What are Expected Counts?
An expected count for a specific cell in a two-way table is the number of observations we would anticipate in that cell if the two categorical variables were truly independent of each other within the population. In simpler terms, it’s what we’d expect to see if there were no relationship or difference between the categories being compared.
The Formula for Expected Counts
The expected count for any cell in a two-way table is calculated using the following formula:
$$ \text{Expected Count} = \frac{(\text{Row Total}) \times (\text{Column Total})}{\text{Grand Total}}
$$
Where:
- Row Total: The sum of all observed counts in the row containing the cell of interest.
- Column Total: The sum of all observed counts in the column containing the cell of interest.
- Grand Total: The total number of observations in the entire two-way table.
Calculating Expected Counts: An Example
Let’s consider a study investigating the relationship between a student’s preferred learning style (Visual, Auditory, Kinesthetic) and their performance on a recent exam (Pass, Fail).

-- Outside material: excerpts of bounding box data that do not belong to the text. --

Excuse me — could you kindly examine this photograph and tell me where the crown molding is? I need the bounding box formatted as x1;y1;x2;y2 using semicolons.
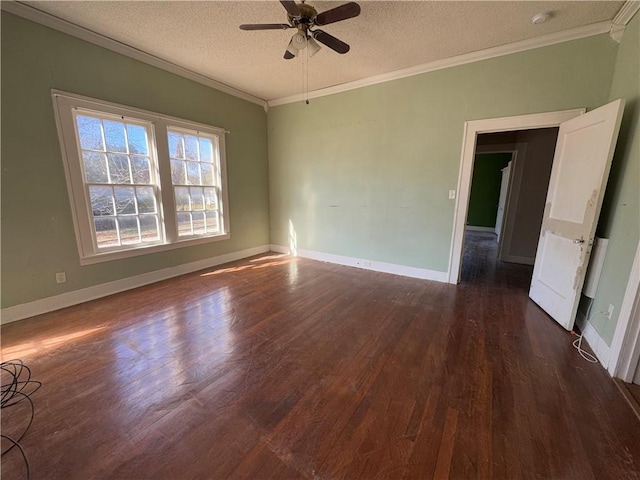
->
609;0;640;43
611;0;640;25
0;1;267;108
268;20;612;107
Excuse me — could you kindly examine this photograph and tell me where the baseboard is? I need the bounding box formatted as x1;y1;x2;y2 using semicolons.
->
0;245;269;325
576;312;611;368
464;225;496;233
271;245;449;283
500;255;536;265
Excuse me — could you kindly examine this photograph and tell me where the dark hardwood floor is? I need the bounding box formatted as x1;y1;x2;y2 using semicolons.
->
2;237;640;480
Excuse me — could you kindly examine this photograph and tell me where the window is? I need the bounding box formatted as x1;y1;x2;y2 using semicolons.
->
53;91;229;264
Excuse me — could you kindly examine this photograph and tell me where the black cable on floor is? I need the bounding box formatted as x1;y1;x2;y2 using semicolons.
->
0;360;42;480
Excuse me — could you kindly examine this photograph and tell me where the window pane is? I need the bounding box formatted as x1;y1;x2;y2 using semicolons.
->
191;212;206;235
200;163;215;185
103;120;127;153
187;162;200;185
178;212;193;237
89;187;115;217
205;212;220;233
171;160;187;185
200;138;213;163
174;187;191;212
76;115;104;150
93;217;120;248
169;132;184;159
127;125;149;155
189;187;204;210
136;187;156;213
131;157;151;183
113;187;136;214
140;215;160;242
204;188;218;210
107;153;131;183
184;135;198;160
118;217;140;245
82;152;109;183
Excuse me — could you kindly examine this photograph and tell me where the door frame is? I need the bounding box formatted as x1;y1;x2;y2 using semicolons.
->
607;242;640;383
447;108;587;284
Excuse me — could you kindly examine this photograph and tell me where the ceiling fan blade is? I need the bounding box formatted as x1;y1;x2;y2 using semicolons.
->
280;0;300;17
315;2;360;25
313;30;349;53
240;23;293;30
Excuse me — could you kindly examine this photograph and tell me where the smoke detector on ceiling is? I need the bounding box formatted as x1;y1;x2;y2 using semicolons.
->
531;12;551;25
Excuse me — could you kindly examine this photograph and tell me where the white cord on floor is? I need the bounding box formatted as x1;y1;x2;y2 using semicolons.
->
573;299;598;363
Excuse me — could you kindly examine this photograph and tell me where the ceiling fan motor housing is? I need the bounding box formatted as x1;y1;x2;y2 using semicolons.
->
287;3;318;28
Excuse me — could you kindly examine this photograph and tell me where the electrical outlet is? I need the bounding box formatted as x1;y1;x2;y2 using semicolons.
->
607;304;615;318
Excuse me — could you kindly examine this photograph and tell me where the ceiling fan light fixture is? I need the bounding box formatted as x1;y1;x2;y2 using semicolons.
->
307;37;322;57
289;30;307;50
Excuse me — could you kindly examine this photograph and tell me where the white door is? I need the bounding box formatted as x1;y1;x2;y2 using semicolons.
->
529;100;624;330
495;162;511;243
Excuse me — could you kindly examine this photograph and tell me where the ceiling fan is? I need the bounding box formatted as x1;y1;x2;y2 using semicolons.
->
240;0;360;60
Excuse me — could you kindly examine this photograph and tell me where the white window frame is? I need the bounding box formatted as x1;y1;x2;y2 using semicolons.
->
51;90;231;265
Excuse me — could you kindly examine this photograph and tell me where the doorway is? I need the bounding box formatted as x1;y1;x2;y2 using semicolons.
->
448;108;586;284
460;127;558;290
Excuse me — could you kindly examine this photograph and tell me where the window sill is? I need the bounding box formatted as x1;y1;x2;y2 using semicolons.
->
80;233;231;265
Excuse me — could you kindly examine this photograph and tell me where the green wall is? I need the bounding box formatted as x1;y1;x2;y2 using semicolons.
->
591;14;640;345
1;12;269;307
268;35;618;272
467;153;511;227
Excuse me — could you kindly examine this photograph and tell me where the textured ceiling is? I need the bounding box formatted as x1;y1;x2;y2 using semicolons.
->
23;0;624;100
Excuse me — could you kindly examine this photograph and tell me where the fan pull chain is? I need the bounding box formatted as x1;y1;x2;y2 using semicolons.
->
304;48;309;105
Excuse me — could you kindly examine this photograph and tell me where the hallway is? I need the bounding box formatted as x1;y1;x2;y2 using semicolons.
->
460;231;533;291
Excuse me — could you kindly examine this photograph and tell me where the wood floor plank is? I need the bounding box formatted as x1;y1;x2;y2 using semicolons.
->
1;238;640;480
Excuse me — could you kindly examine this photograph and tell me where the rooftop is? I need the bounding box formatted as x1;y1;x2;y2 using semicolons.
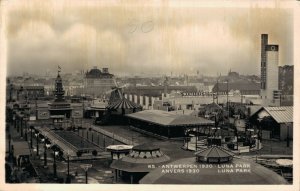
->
251;106;293;123
126;110;214;126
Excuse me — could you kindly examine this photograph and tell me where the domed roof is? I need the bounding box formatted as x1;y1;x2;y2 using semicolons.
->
86;68;102;78
132;143;159;151
139;157;287;184
110;143;170;172
195;146;234;163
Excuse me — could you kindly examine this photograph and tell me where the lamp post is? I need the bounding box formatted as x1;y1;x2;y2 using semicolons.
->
67;150;70;178
29;126;33;149
24;117;28;141
13;112;17;129
256;118;263;150
35;130;40;156
16;115;20;133
41;134;51;168
286;123;290;147
226;80;229;121
52;140;58;180
80;164;92;184
20;116;23;138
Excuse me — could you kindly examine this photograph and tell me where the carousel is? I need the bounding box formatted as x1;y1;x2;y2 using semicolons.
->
110;143;170;184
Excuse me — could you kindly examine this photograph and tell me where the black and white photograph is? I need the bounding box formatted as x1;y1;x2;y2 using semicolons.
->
0;0;300;190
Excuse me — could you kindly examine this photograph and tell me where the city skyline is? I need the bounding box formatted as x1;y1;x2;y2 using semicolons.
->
6;1;293;76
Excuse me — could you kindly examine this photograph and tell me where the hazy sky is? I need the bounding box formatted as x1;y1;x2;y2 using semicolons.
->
6;0;293;75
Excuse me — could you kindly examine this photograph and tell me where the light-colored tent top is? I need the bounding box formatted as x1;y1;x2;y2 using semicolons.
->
13;141;30;156
251;106;293;123
126;110;214;126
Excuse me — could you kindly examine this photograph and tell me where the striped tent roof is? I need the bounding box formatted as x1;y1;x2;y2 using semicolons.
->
107;98;142;110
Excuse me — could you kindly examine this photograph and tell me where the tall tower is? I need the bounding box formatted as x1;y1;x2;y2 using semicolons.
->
260;34;280;106
54;71;65;102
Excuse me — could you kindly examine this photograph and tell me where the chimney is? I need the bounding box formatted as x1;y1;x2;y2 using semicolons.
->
102;68;108;74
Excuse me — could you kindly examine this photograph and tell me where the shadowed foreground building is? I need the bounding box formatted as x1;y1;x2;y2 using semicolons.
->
139;146;287;184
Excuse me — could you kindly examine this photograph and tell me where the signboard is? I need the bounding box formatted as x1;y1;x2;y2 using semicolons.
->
181;92;213;97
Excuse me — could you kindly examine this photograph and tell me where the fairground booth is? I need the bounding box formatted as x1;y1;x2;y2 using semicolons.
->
126;110;214;138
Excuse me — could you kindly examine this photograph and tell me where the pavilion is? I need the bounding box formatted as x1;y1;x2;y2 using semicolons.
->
126;110;214;138
249;106;293;140
110;143;170;184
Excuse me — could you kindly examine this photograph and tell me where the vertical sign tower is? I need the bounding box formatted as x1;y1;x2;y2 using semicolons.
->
260;34;280;106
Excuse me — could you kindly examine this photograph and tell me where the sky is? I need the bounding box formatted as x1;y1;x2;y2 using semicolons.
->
5;0;294;75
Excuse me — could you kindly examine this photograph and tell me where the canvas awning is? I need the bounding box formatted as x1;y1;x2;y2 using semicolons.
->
126;110;214;126
13;141;30;156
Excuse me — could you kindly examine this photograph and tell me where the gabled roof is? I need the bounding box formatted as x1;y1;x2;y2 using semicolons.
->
126;110;214;126
251;106;293;123
107;98;142;109
195;146;234;158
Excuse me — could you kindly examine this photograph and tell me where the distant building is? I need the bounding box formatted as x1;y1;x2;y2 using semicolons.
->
278;65;294;95
84;67;116;97
36;69;83;127
260;34;281;106
212;82;260;95
124;86;197;97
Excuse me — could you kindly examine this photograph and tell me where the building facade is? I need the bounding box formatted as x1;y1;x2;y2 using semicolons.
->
260;34;281;106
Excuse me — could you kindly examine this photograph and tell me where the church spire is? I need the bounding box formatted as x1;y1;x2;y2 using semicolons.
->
54;66;65;102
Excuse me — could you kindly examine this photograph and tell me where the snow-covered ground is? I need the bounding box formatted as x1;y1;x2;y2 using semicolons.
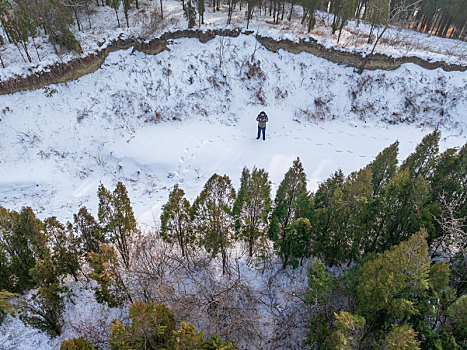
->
0;35;467;225
0;6;467;350
0;0;467;81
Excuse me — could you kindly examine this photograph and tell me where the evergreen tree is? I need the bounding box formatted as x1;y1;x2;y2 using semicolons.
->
233;167;271;257
400;130;441;179
105;0;121;27
88;244;132;307
326;311;365;350
73;207;105;254
370;141;399;197
276;218;311;268
4;207;50;293
122;0;133;28
44;217;80;281
368;169;433;251
20;284;65;337
98;182;138;269
193;174;235;274
60;337;96;350
109;301;175;350
184;0;196;29
383;324;420;350
358;230;430;329
161;185;195;257
268;158;308;246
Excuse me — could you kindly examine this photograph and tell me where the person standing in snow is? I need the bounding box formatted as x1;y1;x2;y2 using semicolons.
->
256;111;268;140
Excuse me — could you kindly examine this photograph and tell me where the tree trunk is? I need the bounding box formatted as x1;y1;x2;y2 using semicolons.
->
32;37;41;62
73;6;81;32
114;9;120;28
21;42;32;63
287;0;294;21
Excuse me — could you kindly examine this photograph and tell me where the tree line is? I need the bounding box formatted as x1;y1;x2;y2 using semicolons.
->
0;131;467;349
0;0;467;68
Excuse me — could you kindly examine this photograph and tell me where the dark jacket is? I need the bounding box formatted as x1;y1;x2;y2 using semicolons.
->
256;112;268;128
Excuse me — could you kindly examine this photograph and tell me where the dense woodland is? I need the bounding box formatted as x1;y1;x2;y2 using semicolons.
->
0;131;467;350
0;0;467;67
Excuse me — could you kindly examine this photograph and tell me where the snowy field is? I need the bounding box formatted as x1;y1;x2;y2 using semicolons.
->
0;35;467;226
0;7;467;350
0;0;467;81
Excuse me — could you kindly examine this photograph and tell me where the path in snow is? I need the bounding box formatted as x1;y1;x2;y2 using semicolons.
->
0;36;467;225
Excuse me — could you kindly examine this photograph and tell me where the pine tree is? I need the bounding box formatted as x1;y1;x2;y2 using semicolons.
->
326;311;365;350
44;217;80;281
109;301;175;350
233;167;271;257
193;174;235;274
268;158;308;241
73;207;106;254
122;0;133;28
88;244;132;307
358;230;430;327
184;0;196;29
276;218;311;268
161;184;195;257
4;207;50;293
105;0;121;28
400;130;441;178
20;284;65;337
370;141;399;196
98;182;138;269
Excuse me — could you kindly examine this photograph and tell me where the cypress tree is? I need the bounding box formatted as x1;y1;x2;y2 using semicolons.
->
98;182;138;269
233;167;271;257
268;158;308;242
193;174;235;274
161;184;194;257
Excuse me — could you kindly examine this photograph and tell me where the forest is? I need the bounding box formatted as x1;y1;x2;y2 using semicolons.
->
0;130;467;350
0;0;467;68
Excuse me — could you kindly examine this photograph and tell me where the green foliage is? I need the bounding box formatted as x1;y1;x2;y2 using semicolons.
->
169;322;205;350
447;294;467;344
429;261;449;294
60;338;96;350
19;284;66;337
268;158;310;266
73;207;105;254
0;291;17;324
383;324;420;350
2;207;50;293
307;258;335;305
401;130;441;178
161;185;195;256
44;217;80;281
88;244;130;307
275;218;311;267
233;167;271;257
184;0;196;28
109;301;175;350
326;311;365;350
358;230;430;325
97;182;139;269
193;174;235;273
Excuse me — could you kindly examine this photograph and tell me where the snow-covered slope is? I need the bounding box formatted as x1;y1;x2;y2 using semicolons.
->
0;35;467;225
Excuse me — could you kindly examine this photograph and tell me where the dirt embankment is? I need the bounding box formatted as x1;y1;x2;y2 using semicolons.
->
0;29;467;95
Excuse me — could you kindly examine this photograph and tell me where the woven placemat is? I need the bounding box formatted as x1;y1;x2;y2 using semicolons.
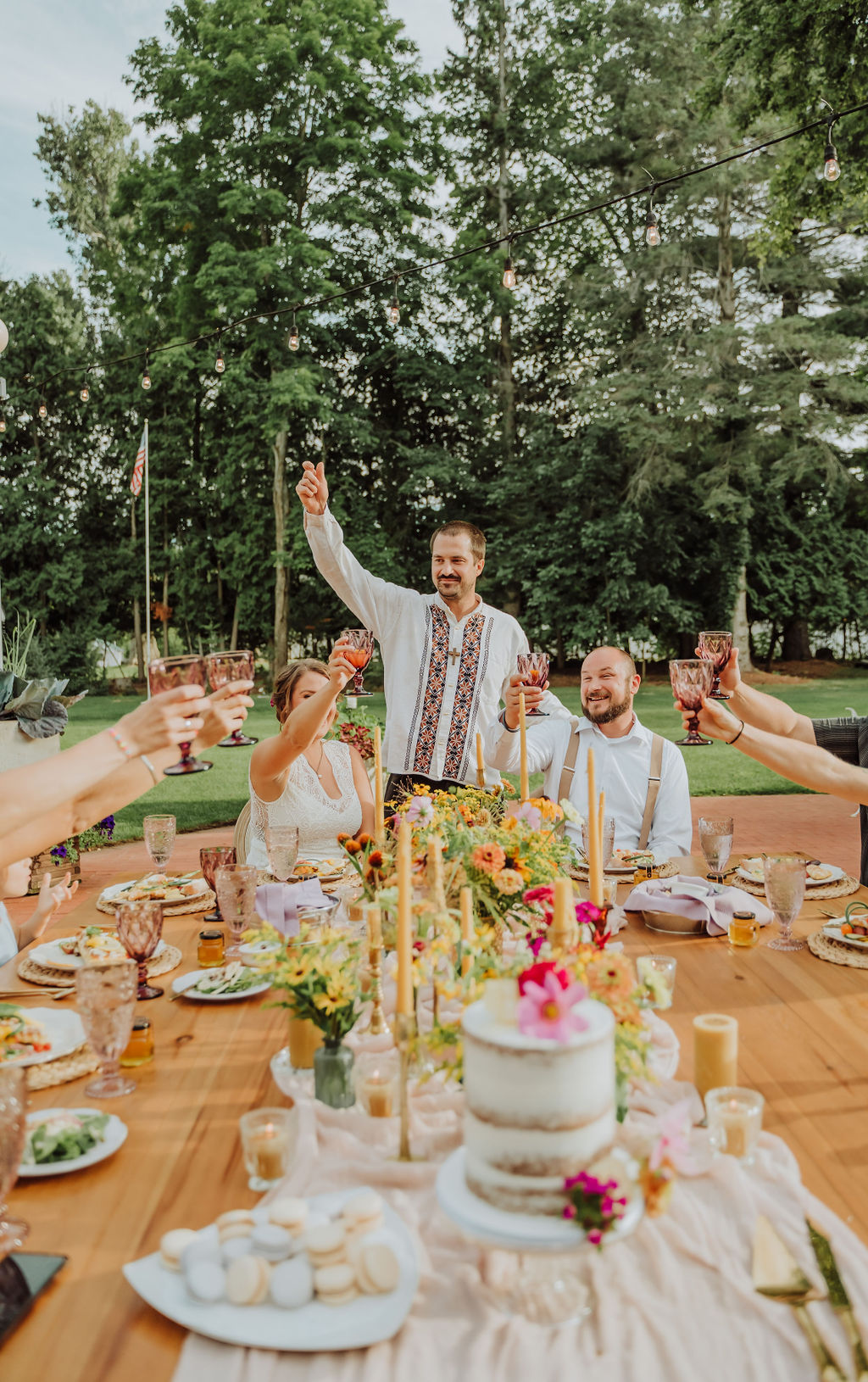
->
28;1042;99;1089
18;944;184;988
807;932;868;969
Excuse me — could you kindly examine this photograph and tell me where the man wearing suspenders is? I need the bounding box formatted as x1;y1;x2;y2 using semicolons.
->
484;648;693;862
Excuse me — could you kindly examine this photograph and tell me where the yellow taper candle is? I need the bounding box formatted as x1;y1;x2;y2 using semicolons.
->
395;818;414;1016
518;691;531;801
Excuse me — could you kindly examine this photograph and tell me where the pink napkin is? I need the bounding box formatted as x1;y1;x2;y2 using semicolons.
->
256;878;329;936
623;873;774;936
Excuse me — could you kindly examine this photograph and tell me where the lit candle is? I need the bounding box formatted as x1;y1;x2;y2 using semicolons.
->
518;691;531;801
373;724;386;844
694;1013;738;1099
395;816;414;1016
460;887;476;978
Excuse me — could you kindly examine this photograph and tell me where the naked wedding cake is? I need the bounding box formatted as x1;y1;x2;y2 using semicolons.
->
463;998;616;1215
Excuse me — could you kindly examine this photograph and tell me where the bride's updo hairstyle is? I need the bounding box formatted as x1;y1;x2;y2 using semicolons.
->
271;658;329;724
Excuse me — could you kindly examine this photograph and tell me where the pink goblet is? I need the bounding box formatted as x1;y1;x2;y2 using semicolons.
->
699;629;732;700
206;648;260;749
669;658;713;749
147;656;214;777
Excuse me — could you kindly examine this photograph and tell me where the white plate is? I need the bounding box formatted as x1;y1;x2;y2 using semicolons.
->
29;933;166;970
0;1006;84;1070
18;1108;129;1176
171;969;271;1003
735;860;844;887
437;1147;645;1252
123;1187;419;1353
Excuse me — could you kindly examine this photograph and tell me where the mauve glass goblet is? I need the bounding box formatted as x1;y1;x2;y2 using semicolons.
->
214;864;257;959
206;648;260;749
340;629;373;695
669;658;713;749
114;901;163;999
76;959;136;1099
0;1066;31;1259
699;629;732;700
517;652;548;720
147;656;214;777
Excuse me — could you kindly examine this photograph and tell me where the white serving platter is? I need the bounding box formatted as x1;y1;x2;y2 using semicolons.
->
123;1186;419;1353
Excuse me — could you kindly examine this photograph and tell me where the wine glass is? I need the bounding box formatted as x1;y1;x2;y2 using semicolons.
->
669;658;713;749
199;844;237;924
114;901;163;999
206;648;260;749
763;854;804;950
142;816;175;873
340;629;373;695
76;959;136;1099
265;825;298;883
699;816;735;883
214;864;257;959
0;1066;31;1259
699;629;732;700
147;656;214;777
517;652;548;719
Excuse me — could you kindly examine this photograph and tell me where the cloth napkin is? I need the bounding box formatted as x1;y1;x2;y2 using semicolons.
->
623;873;774;936
256;878;329;936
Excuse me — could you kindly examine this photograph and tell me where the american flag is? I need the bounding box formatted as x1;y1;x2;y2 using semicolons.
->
130;432;145;495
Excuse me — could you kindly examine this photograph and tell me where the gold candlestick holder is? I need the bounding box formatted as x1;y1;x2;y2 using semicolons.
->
368;945;388;1037
392;1013;416;1161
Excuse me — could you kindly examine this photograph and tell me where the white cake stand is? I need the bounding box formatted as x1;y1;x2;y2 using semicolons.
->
437;1147;645;1325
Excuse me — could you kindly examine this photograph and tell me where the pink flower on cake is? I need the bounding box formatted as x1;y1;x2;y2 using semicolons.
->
517;966;587;1042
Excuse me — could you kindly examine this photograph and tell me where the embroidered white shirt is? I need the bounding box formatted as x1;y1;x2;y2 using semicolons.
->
484;716;693;862
304;509;570;786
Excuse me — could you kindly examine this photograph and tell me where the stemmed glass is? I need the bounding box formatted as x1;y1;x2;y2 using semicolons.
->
0;1066;31;1259
340;629;373;695
669;658;713;749
265;825;298;883
698;629;732;700
206;648;260;749
763;854;804;950
515;652;548;720
214;864;257;959
142;816;175;873
699;816;735;883
114;901;163;999
76;959;136;1099
147;656;214;777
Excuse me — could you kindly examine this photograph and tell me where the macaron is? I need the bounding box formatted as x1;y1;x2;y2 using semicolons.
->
304;1223;347;1268
160;1229;199;1272
186;1262;226;1305
355;1242;401;1295
314;1262;358;1305
226;1253;271;1305
268;1257;314;1310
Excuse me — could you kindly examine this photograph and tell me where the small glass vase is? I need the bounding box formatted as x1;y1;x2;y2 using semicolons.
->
314;1038;355;1108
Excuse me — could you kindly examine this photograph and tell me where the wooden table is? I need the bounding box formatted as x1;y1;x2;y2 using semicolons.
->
0;860;868;1382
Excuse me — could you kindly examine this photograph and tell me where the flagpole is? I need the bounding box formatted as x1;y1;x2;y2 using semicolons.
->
145;417;151;699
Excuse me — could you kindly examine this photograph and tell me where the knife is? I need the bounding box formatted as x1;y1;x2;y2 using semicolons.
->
806;1219;868;1382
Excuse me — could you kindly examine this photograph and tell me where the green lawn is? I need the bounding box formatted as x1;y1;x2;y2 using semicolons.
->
64;674;868;840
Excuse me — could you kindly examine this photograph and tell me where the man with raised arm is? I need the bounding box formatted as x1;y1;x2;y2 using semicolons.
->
296;461;568;803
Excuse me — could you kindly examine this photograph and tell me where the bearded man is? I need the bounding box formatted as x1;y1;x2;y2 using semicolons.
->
485;648;693;862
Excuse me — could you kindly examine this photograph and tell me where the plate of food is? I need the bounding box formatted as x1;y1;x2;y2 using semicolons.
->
735;858;844;887
123;1189;419;1353
18;1108;127;1176
0;1003;84;1066
171;961;271;1003
29;926;166;970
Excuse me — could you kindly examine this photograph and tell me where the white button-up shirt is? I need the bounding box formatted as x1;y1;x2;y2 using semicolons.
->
484;716;693;862
304;509;568;786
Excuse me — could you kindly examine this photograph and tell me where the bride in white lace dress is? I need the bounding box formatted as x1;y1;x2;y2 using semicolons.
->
248;640;373;869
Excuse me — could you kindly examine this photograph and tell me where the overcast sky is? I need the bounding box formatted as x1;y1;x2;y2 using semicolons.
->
0;0;456;278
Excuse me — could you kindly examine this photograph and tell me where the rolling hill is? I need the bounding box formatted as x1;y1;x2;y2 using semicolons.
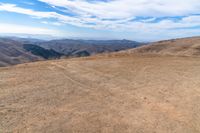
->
0;38;200;133
37;39;143;57
0;37;142;67
122;37;200;56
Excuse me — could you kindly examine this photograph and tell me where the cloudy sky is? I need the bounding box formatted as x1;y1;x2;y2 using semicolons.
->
0;0;200;41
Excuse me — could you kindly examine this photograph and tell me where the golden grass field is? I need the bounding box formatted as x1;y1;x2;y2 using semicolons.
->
0;54;200;133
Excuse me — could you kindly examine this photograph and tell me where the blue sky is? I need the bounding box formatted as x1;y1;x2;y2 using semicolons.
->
0;0;200;41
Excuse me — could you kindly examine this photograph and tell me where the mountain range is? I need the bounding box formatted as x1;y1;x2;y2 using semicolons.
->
0;37;142;66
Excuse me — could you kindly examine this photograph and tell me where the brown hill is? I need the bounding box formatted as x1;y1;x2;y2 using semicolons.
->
122;37;200;56
0;54;200;133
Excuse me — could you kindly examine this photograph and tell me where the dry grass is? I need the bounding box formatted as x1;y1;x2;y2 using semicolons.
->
0;55;200;133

Here are the observed counts:
| Learning Style | Pass | Fail | Total (Row) |
|---|---|---|---|
| Visual | 30 | 10 | 40 |
| Auditory | 25 | 5 | 30 |
| Kinesthetic | 20 | 10 | 30 |
| Total (Col) | 75 | 25 | 100 |
Now, let’s calculate the expected counts for each cell:
- Expected Count (Visual, Pass): Row Total (Visual) = 40 Column Total (Pass) = 75 Grand Total = 100 $$ E_{\text{Visual, Pass}} = \frac{40 \times 75}{100} = \frac{3000}{100} = 30 $$
- Expected Count (Visual, Fail): Row Total (Visual) = 40 Column Total (Fail) = 25 Grand Total = 100 $$ E_{\text{Visual, Fail}} = \frac{40 \times 25}{100} = \frac{1000}{100} = 10 $$
- Expected Count (Auditory, Pass): Row Total (Auditory) = 30 Column Total (Pass) = 75 Grand Total = 100 $$ E_{\text{Auditory, Pass}} = \frac{30 \times 75}{100} = \frac{2250}{100} = 22.5 $$
- Expected Count (Auditory, Fail): Row Total (Auditory) = 30 Column Total (Fail) = 25 Grand Total = 100 $$ E_{\text{Auditory, Fail}} = \frac{30 \times 25}{100} = \frac{750}{100} = 7.5 $$
- Expected Count (Kinesthetic, Pass): Row Total (Kinesthetic) = 30 Column Total (Pass) = 75 Grand Total = 100 $$ E_{\text{Kinesthetic, Pass}} = \frac{30 \times 75}{100} = \frac{2250}{100} = 22.5 $$
- Expected Count (Kinesthetic, Fail): Row Total (Kinesthetic) = 30 Column Total (Fail) = 25 Grand Total = 100 $$ E_{\text{Kinesthetic, Fail}} = \frac{30 \times 25}{100} = \frac{750}{100} = 7.5 $$
Expected Counts Table
Here is the table of expected counts for our example:
| Learning Style | Pass | Fail | Total (Row) |
|---|---|---|---|
| Visual | 30 | 10 | 40 |
| Auditory | 22.5 | 7.5 | 30 |
| Kinesthetic | 22.5 | 7.5 | 30 |
| Total (Col) | 75 | 25 | 100 |
Notice that expected counts do not have to be whole numbers, as they represent theoretical averages if independence holds.
Conditions for Chi-Square Tests
A crucial condition for performing a chi-square test for homogeneity or independence is that all expected counts must be at least 5. If any expected count is less than 5, the assumptions for the chi-square distribution are violated, and the results of the test may not be reliable. In such cases, categories might need to be combined, or alternative statistical methods pursued.